Molti lavoratori sono stagionali, continua Brink, vengono dall’Eastern Cape, dallo Zimbabwe, dal Mozambico e dalla Somalia e sono visti come una minaccia dai lavoratori a tempo indeterminato del Western Cape. Infatti, una delle ragioni per cui i proprietari agricoli non hanno interesse a contrattare è che di fronte al rifiuto dei lavoratori dipendenti del minimo salariale attuale, possono rivolgersi a quest’altro tipo di manodopera più a basso costo costituita appunto da lavoratori non sudafricani che spesso non hanno permesso di lavoro né passaporto e sono disposti a vivere in alloggi abusivi, ciò che consente a datori di lavoro senza scrupolo di sfruttare la loro forza lavoro e li rende meno propensi a offrire loro alloggio, istruzione o altro tipo di servizi. Brink continua lamentando un vuoto governativo e politico nella regione. A seguito infatti di numerose segnalazioni al dicastero per lo Sviluppo Rurale e per la Riforma Agraria, più di un anno fa solo due aziende agricole vennero chiuse.

D’altro canto, mentre molti datori di lavoro si rifiutano di negoziare un aumento salariale, altri rivendicano di retribuire i loro dipendenti con una paga già più alta di quella, di 69 rand, fissata dal Dipartimento del Lavoro, cioè intorno agli 80 o 90 rand al giorno. E rivendicano anche il fatto di offrire in aggiunta alloggio a molti dei loro dipendenti e altro tipo di sostegno, come riportato da testimonianze sui giornali locali.

Intanto, il Premier della regione del Western Cape, Helen Zille, e leader del Democratic Alliance, il maggior partito di opposizione di ANC, la forza politica al governo dalla caduta del regime dell’apartheid nel 1994, oltre che ex giornalista e attivista anti-apartheid, ha invitato il Ministro del Lavoro, Mildred Oliphant’s, a riunire le parti interessate per raggiungere un accordo e porre fine a tensioni che potrebbero altrimenti avere serie ripercussioni sull’industria alimentare e sulle centinaia di migliaia di persone che da essa dipendono.

Dichiarazioni a cui il Ministro, attraverso il suo portavoce, Musa Zondi, ha risposto che “non c’è molto che il Ministero può fare se non appellarsi alle parti interessate e invitarle a negoziare”. E ha aggiunto che le decisioni di settore nello stabilire il minimo salariale e la contrattazione collettiva sono due processi differenti, dando una spallata alle dichiarazioni del Presidente dell’AgriSa, il sindacato dei proprietari agricoli, il quale aveva dichiarato di non avere il mandato per intervenire nei negoziati con COSATU, la federazione dei sindacati sudafricani.

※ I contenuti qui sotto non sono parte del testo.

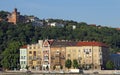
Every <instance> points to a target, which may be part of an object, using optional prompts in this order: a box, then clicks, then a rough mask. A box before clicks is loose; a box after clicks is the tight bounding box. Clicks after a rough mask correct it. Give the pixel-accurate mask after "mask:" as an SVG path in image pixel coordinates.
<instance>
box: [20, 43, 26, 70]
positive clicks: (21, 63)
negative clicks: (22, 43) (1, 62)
mask: <svg viewBox="0 0 120 75" xmlns="http://www.w3.org/2000/svg"><path fill="white" fill-rule="evenodd" d="M26 66H27V45H25V46H23V47H21V48H20V70H26Z"/></svg>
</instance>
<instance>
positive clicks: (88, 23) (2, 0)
mask: <svg viewBox="0 0 120 75" xmlns="http://www.w3.org/2000/svg"><path fill="white" fill-rule="evenodd" d="M14 8H17V9H18V11H19V12H20V13H21V14H22V15H34V16H37V17H39V18H40V19H44V18H45V19H47V18H55V19H65V20H74V21H77V22H86V23H88V24H96V25H103V26H108V27H119V28H120V0H1V1H0V10H5V11H9V12H12V11H13V9H14Z"/></svg>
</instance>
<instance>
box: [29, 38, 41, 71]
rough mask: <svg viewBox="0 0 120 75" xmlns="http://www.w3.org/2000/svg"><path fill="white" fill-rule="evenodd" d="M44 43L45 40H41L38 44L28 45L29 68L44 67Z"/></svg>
mask: <svg viewBox="0 0 120 75" xmlns="http://www.w3.org/2000/svg"><path fill="white" fill-rule="evenodd" d="M42 44H43V41H42V40H39V42H38V43H37V44H32V45H28V46H27V55H28V60H27V61H28V66H29V69H31V70H32V69H34V70H41V69H42Z"/></svg>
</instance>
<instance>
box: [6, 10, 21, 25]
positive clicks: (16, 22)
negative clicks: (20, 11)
mask: <svg viewBox="0 0 120 75" xmlns="http://www.w3.org/2000/svg"><path fill="white" fill-rule="evenodd" d="M19 16H20V12H17V8H15V9H14V11H13V12H12V13H11V14H8V22H10V23H13V24H16V23H17V22H18V18H19Z"/></svg>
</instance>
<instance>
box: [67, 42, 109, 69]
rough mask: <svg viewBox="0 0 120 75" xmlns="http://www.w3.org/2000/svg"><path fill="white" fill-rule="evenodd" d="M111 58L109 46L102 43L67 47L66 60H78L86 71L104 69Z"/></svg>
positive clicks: (90, 42) (91, 42)
mask: <svg viewBox="0 0 120 75" xmlns="http://www.w3.org/2000/svg"><path fill="white" fill-rule="evenodd" d="M108 57H109V50H108V46H107V45H105V44H103V43H100V42H78V43H77V44H76V46H68V47H66V60H67V59H70V60H71V61H73V60H74V59H76V60H77V61H78V64H79V65H81V67H83V68H85V69H103V68H105V64H106V62H107V60H108Z"/></svg>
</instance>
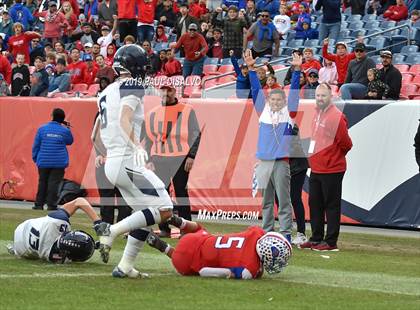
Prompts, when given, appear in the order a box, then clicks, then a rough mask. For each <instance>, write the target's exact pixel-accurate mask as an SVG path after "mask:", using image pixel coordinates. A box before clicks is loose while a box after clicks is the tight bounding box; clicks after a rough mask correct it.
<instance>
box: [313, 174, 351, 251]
mask: <svg viewBox="0 0 420 310" xmlns="http://www.w3.org/2000/svg"><path fill="white" fill-rule="evenodd" d="M343 177H344V172H340V173H328V174H319V173H313V172H312V173H311V177H310V179H309V209H310V215H311V229H312V237H311V238H310V241H312V242H321V241H323V240H324V241H325V242H326V243H328V245H330V246H336V245H337V239H338V235H339V233H340V216H341V188H342V183H343ZM325 217H326V219H327V233H326V235H325V238H324V219H325Z"/></svg>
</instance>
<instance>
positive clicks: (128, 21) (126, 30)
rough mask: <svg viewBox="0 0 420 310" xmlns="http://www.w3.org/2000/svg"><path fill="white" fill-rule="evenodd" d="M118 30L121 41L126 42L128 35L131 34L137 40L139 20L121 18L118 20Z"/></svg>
mask: <svg viewBox="0 0 420 310" xmlns="http://www.w3.org/2000/svg"><path fill="white" fill-rule="evenodd" d="M118 30H119V32H120V41H121V42H124V39H125V37H126V36H128V35H131V36H133V37H134V40H135V41H137V20H135V19H120V20H119V21H118Z"/></svg>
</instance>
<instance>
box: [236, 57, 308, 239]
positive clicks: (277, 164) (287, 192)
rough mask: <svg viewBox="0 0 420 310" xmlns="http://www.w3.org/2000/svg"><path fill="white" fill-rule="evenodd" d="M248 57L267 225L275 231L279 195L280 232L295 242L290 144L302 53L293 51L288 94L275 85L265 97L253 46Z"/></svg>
mask: <svg viewBox="0 0 420 310" xmlns="http://www.w3.org/2000/svg"><path fill="white" fill-rule="evenodd" d="M244 60H245V63H246V65H247V66H248V68H249V80H250V82H251V92H252V99H253V102H254V107H255V110H256V112H257V113H258V115H259V129H258V145H257V154H256V157H257V159H258V160H259V163H258V166H257V168H256V172H255V174H256V177H257V184H258V188H259V189H261V190H262V195H263V208H262V212H263V229H264V230H265V231H266V232H269V231H274V198H275V196H276V194H277V197H278V198H279V206H278V219H279V223H280V233H281V234H283V236H285V237H286V238H287V239H288V240H289V242H291V231H292V203H291V200H290V166H289V158H290V157H293V154H291V150H290V144H291V142H292V138H293V135H294V133H293V126H294V118H295V117H296V114H297V109H298V104H299V79H300V66H301V65H302V56H300V55H297V54H293V60H292V62H291V65H292V66H294V71H293V74H292V82H291V87H290V93H289V96H288V98H286V94H285V92H284V91H283V90H281V89H274V90H272V91H271V92H270V94H269V95H268V98H265V96H264V93H263V92H262V89H261V85H260V82H259V80H258V76H257V73H256V72H255V67H254V65H255V59H254V58H253V57H252V52H251V50H247V51H246V52H245V56H244Z"/></svg>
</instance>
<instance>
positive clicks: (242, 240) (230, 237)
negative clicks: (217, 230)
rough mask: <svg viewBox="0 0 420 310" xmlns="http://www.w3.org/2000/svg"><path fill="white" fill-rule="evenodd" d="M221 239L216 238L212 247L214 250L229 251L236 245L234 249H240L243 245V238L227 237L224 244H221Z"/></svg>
mask: <svg viewBox="0 0 420 310" xmlns="http://www.w3.org/2000/svg"><path fill="white" fill-rule="evenodd" d="M222 239H223V237H222V236H220V237H217V239H216V243H215V245H214V247H215V248H216V249H230V248H231V247H232V246H233V245H234V244H233V243H234V242H235V243H236V246H235V248H237V249H240V248H242V246H243V245H244V241H245V238H244V237H229V238H228V239H227V240H226V242H225V243H222Z"/></svg>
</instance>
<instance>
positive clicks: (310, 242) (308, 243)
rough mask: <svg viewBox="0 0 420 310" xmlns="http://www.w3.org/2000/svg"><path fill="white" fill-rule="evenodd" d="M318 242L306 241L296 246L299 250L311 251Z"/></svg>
mask: <svg viewBox="0 0 420 310" xmlns="http://www.w3.org/2000/svg"><path fill="white" fill-rule="evenodd" d="M318 244H319V243H318V242H312V241H306V242H305V243H302V244H298V245H297V247H298V248H299V249H309V250H310V249H312V248H313V247H314V246H316V245H318Z"/></svg>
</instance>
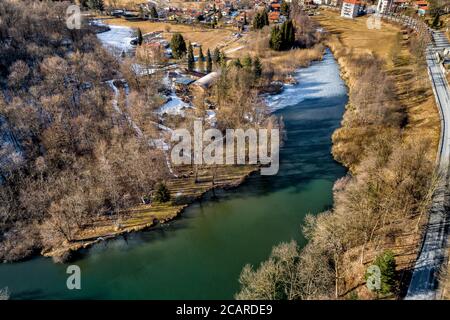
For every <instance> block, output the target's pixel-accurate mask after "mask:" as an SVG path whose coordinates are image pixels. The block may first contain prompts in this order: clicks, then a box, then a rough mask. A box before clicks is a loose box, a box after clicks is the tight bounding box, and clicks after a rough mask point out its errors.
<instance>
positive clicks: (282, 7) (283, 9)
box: [280, 0, 289, 17]
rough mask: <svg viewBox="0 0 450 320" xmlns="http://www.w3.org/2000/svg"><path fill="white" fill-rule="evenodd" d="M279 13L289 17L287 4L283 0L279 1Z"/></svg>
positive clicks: (282, 14) (288, 12)
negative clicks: (281, 1)
mask: <svg viewBox="0 0 450 320" xmlns="http://www.w3.org/2000/svg"><path fill="white" fill-rule="evenodd" d="M280 13H281V14H282V15H284V16H286V17H289V4H288V3H287V2H286V1H285V0H283V1H282V2H281V6H280Z"/></svg>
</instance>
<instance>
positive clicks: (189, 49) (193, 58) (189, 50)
mask: <svg viewBox="0 0 450 320" xmlns="http://www.w3.org/2000/svg"><path fill="white" fill-rule="evenodd" d="M194 67H195V59H194V49H193V48H192V44H191V42H190V41H189V45H188V70H189V71H193V70H194Z"/></svg>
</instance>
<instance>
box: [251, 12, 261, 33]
mask: <svg viewBox="0 0 450 320" xmlns="http://www.w3.org/2000/svg"><path fill="white" fill-rule="evenodd" d="M260 26H261V14H260V13H259V12H257V13H256V14H255V16H254V17H253V29H255V30H258V29H261V28H260Z"/></svg>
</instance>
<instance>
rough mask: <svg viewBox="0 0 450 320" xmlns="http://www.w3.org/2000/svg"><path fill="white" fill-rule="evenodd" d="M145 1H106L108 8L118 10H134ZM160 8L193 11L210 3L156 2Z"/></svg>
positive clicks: (200, 8) (117, 0)
mask: <svg viewBox="0 0 450 320" xmlns="http://www.w3.org/2000/svg"><path fill="white" fill-rule="evenodd" d="M146 2H148V1H145V0H105V4H106V5H107V6H112V7H117V8H127V9H134V8H136V5H138V4H141V3H146ZM155 2H157V3H158V4H159V5H160V6H163V7H166V6H171V7H177V8H191V9H201V8H202V7H204V6H205V4H207V3H208V1H202V2H197V1H183V0H155Z"/></svg>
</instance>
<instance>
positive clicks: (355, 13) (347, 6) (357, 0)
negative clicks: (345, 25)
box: [341, 0, 362, 19]
mask: <svg viewBox="0 0 450 320" xmlns="http://www.w3.org/2000/svg"><path fill="white" fill-rule="evenodd" d="M361 9H362V6H361V1H360V0H344V2H343V3H342V10H341V17H344V18H350V19H353V18H355V17H357V16H358V15H359V14H360V11H361Z"/></svg>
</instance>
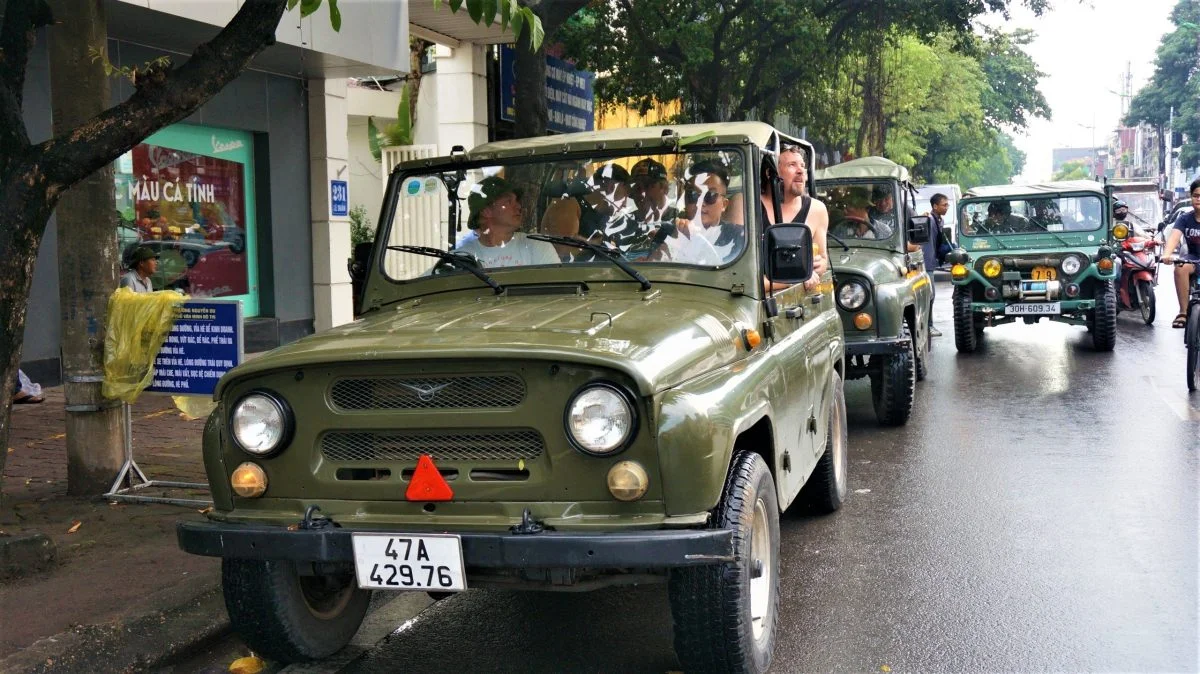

Il Presidente provinciale di COSATU, Tony Ehrenreich, descrive la situazione dei lavoratori agricoli come “una bomba a orologeria che potrebbe esplodere da un momento all’altro” riferendosi alle loro condizioni di lavoro e salariali. Gi scioperi di questi giorni, come anche quelli di novembre scorso, sono spontanei, mancano di una leadership e non sono organizzati dai sindacati, visto che solo il 6% dei lavoratori agricoli vi è iscritto, ha aggiunto descrivendo il suo un ruolo di sostegno ai manifestanti che ha invitato a sindacalizzarsi o a organizzarsi e negoziare direttamente con i datori di lavoro.

Intanto si teme per un’altra ondata di scioperi nel settore minerario. È infatti di questa mattina la notizia battuta dall’agenzia Reuters secondo cui un numero non specificato di lavoratori dell’Anglo American Platinum Limited (AMPLATS) hanno iniziato a scioperare presso le miniere di Khomanani, Thembelani e Tumela il giorno dopo che il primo produttore mondiale di platino ha annunciato di volere tagliare circa 14.000 posti di lavoro.